BACKGROUND: Adult survivors of childhood cancer are at increased risk of cardiac late effects. METHODS: Using whole-genome sequencing data from 1870 survivors of European ancestry in the St. Jude Lifetime Cohort (SJLIFE) study, genetic variants were examined for association with ejection fraction (EF) and clinically assessed cancer therapy-induced cardiac dysfunction (CCD). Statistically significant findings were validated in 301 SJLIFE survivors of African ancestry and 4020 survivors of European ancestry from the Childhood Cancer Survivor Study. All statistical tests were 2-sided. RESULTS: A variant near KCNK17 showed genome-wide significant association with EF (rs2815063-A: EF reduction = 1.6%; P = 2.1 × 10-8) in SJLIFE survivors of European ancestry, which replicated in SJLIFE survivors of African ancestry (EF reduction = 1.5%; P = .004).

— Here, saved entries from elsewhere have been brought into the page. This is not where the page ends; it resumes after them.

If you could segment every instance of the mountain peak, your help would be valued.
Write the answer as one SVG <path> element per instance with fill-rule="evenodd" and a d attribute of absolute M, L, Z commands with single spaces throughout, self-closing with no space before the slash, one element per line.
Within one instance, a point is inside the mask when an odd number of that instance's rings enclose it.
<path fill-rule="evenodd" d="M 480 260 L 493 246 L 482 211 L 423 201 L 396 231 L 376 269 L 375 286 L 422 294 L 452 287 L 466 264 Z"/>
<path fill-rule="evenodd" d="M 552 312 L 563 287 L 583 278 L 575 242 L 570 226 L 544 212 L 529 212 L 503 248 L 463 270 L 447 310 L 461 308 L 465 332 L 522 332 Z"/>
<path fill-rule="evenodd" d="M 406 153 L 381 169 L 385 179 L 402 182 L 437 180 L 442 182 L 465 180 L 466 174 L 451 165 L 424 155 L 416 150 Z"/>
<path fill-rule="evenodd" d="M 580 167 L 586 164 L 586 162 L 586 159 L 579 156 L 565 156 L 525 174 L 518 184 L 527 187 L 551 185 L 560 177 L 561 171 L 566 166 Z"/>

The rs2815063-A also showed a 1.80-fold (P = .008) risk of severe or disabling or life-threatening CCD and replicated in 4020 Childhood Cancer Survivor Study survivors of European ancestry (odds ratio = 1.40; P = .04). Notably, rs2815063-A was specifically associated among survivors exposed to doxorubicin only, with a stronger effect on EF (3.3% EF reduction) and CCD (2.97-fold). Whole blood DNA methylation data in 1651 SJLIFE survivors of European ancestry showed statistically significant correlation of rs2815063-A with dysregulation of KCNK17 enhancers (false discovery rate <5%), which replicated in 263 survivors of African ancestry. Consistently, the rs2815063-A was associated with KCNK17 downregulation based on RNA sequencing of 75 survivors. CONCLUSIONS: Leveraging the 2 largest cohorts of childhood cancer survivors in North America and survivor-specific polygenomic functional data, we identified a novel risk locus for CCD, which showed specificity with doxorubicin-induced cardiac dysfunction and highlighted dysregulation of KCNK17 as the likely molecular mechanism underlying this genetic association.